Walking among the clouds
Building His Team
As Petit builds his team and makes his plans to walk between the towers, this is — for all intents and purposes — just another film about a historical event that took place in the not so distant past (FYI, this author of this article dimly recalled hearing of the event at the time it occurred), however, once Petit actually ascends the towers and begins his legendary walk, the event becomes transformed and becomes something that is truly amazing. Zemeckis access all his cinematic wizardry to deliver a truly magnificent cinematic event with this film. (We knew of the event, but until we watched the film, were unaware of how long Petit actually spent on the wire.)
A Helping Hand
Needless to say, the sheer awesomeness of simply being able to view the visual effects of even imagining yourself on a wire slung a quarter mile above the Earth between the Twin Towers is almost too much to bear.

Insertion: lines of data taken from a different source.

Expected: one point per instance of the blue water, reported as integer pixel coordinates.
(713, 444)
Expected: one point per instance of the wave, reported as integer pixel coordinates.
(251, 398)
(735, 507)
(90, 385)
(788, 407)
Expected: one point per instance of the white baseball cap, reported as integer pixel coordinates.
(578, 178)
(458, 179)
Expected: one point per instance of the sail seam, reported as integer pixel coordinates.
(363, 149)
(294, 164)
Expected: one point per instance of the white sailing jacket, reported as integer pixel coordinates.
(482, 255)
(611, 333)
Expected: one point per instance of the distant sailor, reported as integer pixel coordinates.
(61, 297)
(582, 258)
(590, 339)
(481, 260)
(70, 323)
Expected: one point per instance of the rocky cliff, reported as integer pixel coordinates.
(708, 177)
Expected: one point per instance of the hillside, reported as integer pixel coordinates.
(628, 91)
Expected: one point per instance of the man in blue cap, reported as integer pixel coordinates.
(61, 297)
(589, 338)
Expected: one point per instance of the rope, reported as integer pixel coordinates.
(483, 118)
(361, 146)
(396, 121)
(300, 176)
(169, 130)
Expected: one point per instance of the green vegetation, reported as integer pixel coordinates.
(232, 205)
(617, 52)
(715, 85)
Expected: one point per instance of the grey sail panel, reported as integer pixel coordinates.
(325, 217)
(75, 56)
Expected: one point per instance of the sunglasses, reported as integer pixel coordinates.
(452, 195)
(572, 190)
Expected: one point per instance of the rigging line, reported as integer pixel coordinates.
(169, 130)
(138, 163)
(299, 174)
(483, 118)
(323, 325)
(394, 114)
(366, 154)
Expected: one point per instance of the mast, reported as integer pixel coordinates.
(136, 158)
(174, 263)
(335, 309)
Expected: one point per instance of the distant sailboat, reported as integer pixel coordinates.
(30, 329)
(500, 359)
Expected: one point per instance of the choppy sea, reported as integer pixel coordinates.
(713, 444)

Truthfully, even though we all know how the high wire act wound up (Petit is arrested on site when he finally finishes his walk, but and his accomplices are eventually released with the promise that he will give a free high-wire walk in Central Park. Petit determines that he will remain in New York. The building manager also gives Petit a free pass to the observation decks of both towers, on the promise that he’ll never attempt to make the walk again.
Man on Wire
In 2008 a documentary was made about Petit's daring, but illegal, high-wire routine performed between New York City's World Trade Center's twin towers in 1974, what some consider, "the artistic crime of the century."